I bought D&D4 today. I skimmed the books this afternoon, and found a few neat features: multiclassing is mostly out. Chaotic Good, True Neutral, and Lawful Evil are out. LG, G, E, and CE are the remaining alignments. Unaligned characters are allowed. Skills are binary: Trained or untrained. All characters have a BAB progression (in 3E terms) of 1/2. That is, you roll d20+Level/2+StrengthBonus to hit. You hit if you beat their 10+Armor+Level/2. Saving throws work similarly, and touch-like attacks are now simply vs. Reflex instead of vs. AC. Grappling is greatly simplified. Attacks of opportunity are greatly simplified, while retraining the ability for a character to control some territory.
Rolling of stats is strongly discouraged. Most characters are expected to have stats of 16/14/13/12/11/10. There’s a point-build system that can’t actually create that mix; the closest it comes is 16/15/13/12/11/10.
It took me about an hour to duplicate Belkar Bitterleaf.

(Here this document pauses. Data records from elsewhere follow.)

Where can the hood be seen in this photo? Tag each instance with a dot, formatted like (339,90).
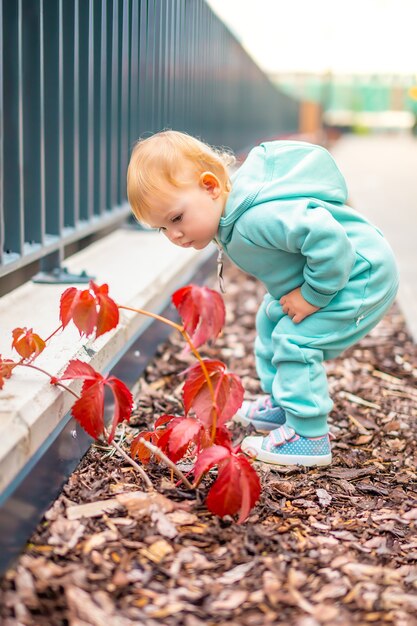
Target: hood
(282,170)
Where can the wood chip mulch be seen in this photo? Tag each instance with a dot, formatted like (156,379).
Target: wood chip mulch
(333,546)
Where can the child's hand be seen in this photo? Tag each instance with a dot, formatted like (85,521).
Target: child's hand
(297,307)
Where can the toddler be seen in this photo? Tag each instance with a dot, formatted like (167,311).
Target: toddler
(330,275)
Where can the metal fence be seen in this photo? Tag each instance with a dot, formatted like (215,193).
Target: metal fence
(81,80)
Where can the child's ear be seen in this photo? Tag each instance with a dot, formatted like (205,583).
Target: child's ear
(211,183)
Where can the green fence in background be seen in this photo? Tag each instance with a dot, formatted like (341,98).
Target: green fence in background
(81,80)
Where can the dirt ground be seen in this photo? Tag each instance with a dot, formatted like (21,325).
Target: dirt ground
(333,546)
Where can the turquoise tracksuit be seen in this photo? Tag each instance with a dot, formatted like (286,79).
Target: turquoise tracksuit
(287,224)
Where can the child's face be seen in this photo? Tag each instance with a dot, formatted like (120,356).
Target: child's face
(191,218)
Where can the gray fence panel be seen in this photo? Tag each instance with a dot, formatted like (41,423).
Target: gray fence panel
(81,80)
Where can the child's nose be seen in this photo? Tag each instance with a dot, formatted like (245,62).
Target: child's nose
(175,234)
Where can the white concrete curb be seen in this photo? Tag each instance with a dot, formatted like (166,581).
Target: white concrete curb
(142,269)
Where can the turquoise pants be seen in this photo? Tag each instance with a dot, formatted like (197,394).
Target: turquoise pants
(289,357)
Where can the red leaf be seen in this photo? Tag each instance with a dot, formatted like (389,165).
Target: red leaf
(108,311)
(237,487)
(123,402)
(223,438)
(250,487)
(68,299)
(202,312)
(84,313)
(27,343)
(209,457)
(6,368)
(89,309)
(94,384)
(224,497)
(142,452)
(163,420)
(196,380)
(227,388)
(89,410)
(178,435)
(78,369)
(183,433)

I did make him a pure Rogue, though. There’s plenty of choice involved in a first level character: race and class, stat allocation, one feat from a list of a few dozen, four skills from a list of twenty or so, a class style (strong rogue or sneaky rogue, in this case), two at-will powers (your basic attacks), a once/encounter power, and a once/day power. Equipment finishes off the character and he’s ready to play.

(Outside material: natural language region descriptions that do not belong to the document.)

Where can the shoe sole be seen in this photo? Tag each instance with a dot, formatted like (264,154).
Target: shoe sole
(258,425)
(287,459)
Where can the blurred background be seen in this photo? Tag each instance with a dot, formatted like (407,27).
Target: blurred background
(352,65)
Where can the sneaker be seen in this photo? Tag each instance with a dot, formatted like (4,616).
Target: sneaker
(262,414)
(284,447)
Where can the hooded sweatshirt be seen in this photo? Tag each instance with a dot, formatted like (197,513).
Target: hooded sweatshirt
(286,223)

I suspect that I could bang out an adventuring party in about two hours total, assuming everybody had read the book or played previous incarnations of D&D. That would leave a few hours for a sample adventure.
Update: Also, prestige classes are mostly gone: you have a general class levels 1-10, a focused class within the base cloass 11-20, and an Epic Destiny not-necessarily-related to your class from 21-30. That Epic Destiny includes an ascension/immortality/endgame scenario.

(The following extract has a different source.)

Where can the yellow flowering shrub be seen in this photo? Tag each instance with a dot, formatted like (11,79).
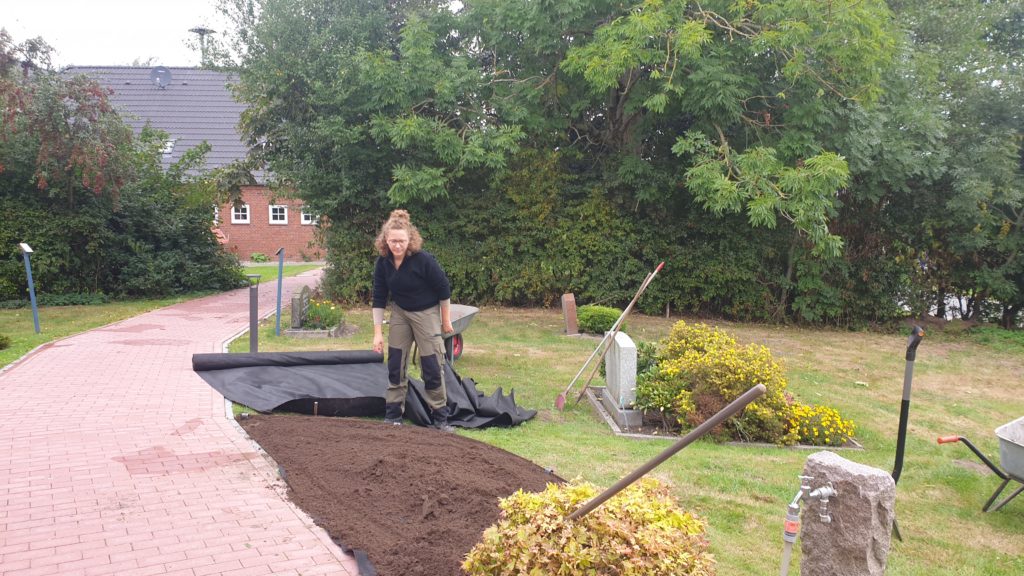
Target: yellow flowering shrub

Two downsides: First, there is no simple option. You can’t just hand someone a Barbarian and tell them to Rage in combat. Every class has spells, powers, or something else to pick.
Second, a bunch of old favorites are gone. I didn’t see “Magic Circle against Whatever” here, or really any domination/mind-control powers at all. I may find them on a deeper reading, but there’s definitely a reduction to one plane of effect. That will dramatically simplify the strategy, but the tactical game may work out OK.